Be warned: Michael Mann has a verbose style (Heat's 157 pages) - you want to write a lot tighter (aim for your screenplay being in the 95 to 110 page range).
If you love being verbose, save it till you're established with a lot of sales behind you. Screenwriting is not novel writing.
Dan Fogelman in Crazy, Stupid, Love uses brief descriptions. He describes the two leads with:
CAL WEAVER (42) sits by his wife, TRACY (41). A handsome couple. He'd be JFK to her Jackie O... if he gave a shit. Unfortunately, he doesn't (i.e.: white sneakers in fancy French restaurant).
In Gladiator, David Franzoni and John Logan also favor brevity:
The commanding General of the Felix Regiment, MAXIMUS, walks between two of the catapults.
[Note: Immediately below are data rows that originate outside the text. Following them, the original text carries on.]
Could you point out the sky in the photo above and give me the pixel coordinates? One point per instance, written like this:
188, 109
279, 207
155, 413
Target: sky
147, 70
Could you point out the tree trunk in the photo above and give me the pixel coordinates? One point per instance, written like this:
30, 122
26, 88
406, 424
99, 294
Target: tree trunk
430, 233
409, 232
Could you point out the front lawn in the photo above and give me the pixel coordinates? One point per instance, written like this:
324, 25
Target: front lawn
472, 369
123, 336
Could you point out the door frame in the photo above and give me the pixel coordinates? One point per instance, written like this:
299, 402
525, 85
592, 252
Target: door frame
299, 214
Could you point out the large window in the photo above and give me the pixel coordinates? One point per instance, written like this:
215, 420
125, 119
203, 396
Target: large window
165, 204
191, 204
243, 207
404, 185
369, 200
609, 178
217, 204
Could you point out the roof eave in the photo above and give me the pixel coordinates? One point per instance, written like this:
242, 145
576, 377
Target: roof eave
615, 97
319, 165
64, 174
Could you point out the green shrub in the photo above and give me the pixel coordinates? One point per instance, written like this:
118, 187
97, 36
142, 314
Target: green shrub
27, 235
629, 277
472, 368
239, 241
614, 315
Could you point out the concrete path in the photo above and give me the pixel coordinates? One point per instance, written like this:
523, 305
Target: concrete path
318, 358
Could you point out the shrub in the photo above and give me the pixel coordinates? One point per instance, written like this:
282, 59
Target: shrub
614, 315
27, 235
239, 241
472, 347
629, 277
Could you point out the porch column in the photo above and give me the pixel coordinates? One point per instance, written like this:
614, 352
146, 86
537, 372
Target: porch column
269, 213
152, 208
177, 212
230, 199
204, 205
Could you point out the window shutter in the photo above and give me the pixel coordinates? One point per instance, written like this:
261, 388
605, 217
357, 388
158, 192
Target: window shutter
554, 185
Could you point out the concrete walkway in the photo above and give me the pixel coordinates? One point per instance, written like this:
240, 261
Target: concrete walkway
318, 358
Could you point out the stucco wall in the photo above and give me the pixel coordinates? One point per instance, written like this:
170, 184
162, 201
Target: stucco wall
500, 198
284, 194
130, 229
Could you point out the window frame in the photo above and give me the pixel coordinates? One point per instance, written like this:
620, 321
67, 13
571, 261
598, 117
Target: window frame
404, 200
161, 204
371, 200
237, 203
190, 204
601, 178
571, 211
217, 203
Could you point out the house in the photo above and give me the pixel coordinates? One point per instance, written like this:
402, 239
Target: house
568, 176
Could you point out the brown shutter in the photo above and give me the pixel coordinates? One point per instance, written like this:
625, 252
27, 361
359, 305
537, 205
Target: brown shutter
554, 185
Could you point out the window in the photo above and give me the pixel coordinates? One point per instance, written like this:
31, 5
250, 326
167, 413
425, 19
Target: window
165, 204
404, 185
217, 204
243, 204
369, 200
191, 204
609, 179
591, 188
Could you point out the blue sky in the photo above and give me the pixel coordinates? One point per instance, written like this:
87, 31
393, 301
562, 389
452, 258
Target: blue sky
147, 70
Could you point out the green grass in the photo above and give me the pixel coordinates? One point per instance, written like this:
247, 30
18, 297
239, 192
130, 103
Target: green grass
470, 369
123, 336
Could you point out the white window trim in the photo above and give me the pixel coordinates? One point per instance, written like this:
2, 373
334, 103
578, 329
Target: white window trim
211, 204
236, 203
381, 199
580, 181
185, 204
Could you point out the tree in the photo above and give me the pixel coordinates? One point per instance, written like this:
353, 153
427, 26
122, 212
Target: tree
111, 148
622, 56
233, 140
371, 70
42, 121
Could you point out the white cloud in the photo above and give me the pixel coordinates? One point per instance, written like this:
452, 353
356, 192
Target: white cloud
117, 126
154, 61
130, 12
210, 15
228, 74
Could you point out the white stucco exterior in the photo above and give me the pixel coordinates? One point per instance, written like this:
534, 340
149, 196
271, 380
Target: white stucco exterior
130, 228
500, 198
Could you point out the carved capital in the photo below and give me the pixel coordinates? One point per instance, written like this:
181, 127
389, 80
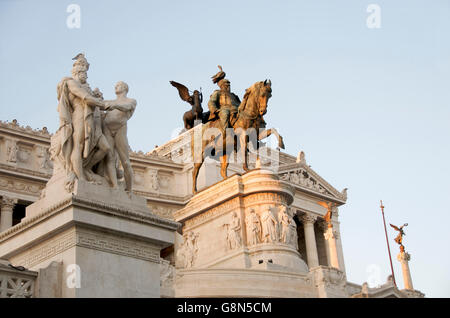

He is a striking and intense man in his 30's. Like all the soldiers who surround him, he is caked with mud and exhausted.
Nick Schenk in Gran Torino goes into considerable more detail with his lead:
WALT KOWALSKI stands towards the front of the church. He speaks to an older MAN in a bulky, out-of-date suit. Walt Kowalski looks young for his age. He has slate blue eyes, physically fit and has had the same buzz cut hairstyle since getting out of the military in 1953. Walt is also a perfectionist. Nothing escapes his hawklike eyes, eyes that pierce and judge.
Ditto Michael Arndt in Little Miss Sunshine:
RICHARD (45) stands at the front of a generic community college classroom -- cinderblock walls, industrial carpeting. He wears pleated khaki shorts, a golf shirt, sneakers. He moves with the stocky, stiff-legged gait of a former athlete. His peppy, upbeat demeanor just barely masks a seething sense of insecurity and frustration.
Frank Darabont in Shawshank Redemption used:
ANDY DUFRESNE, mid-20's, wire rim glasses, three-piece suit. Under normal circumstances a respectable, solid citizen; hardly dangerous, perhaps even meek.
WARDEN SAMUEL NORTON strolls forth, a colorless man in a gray suit and a church pin in his lapel. He looks like he could piss ice water. He appraises the newcomers with flinty eyes.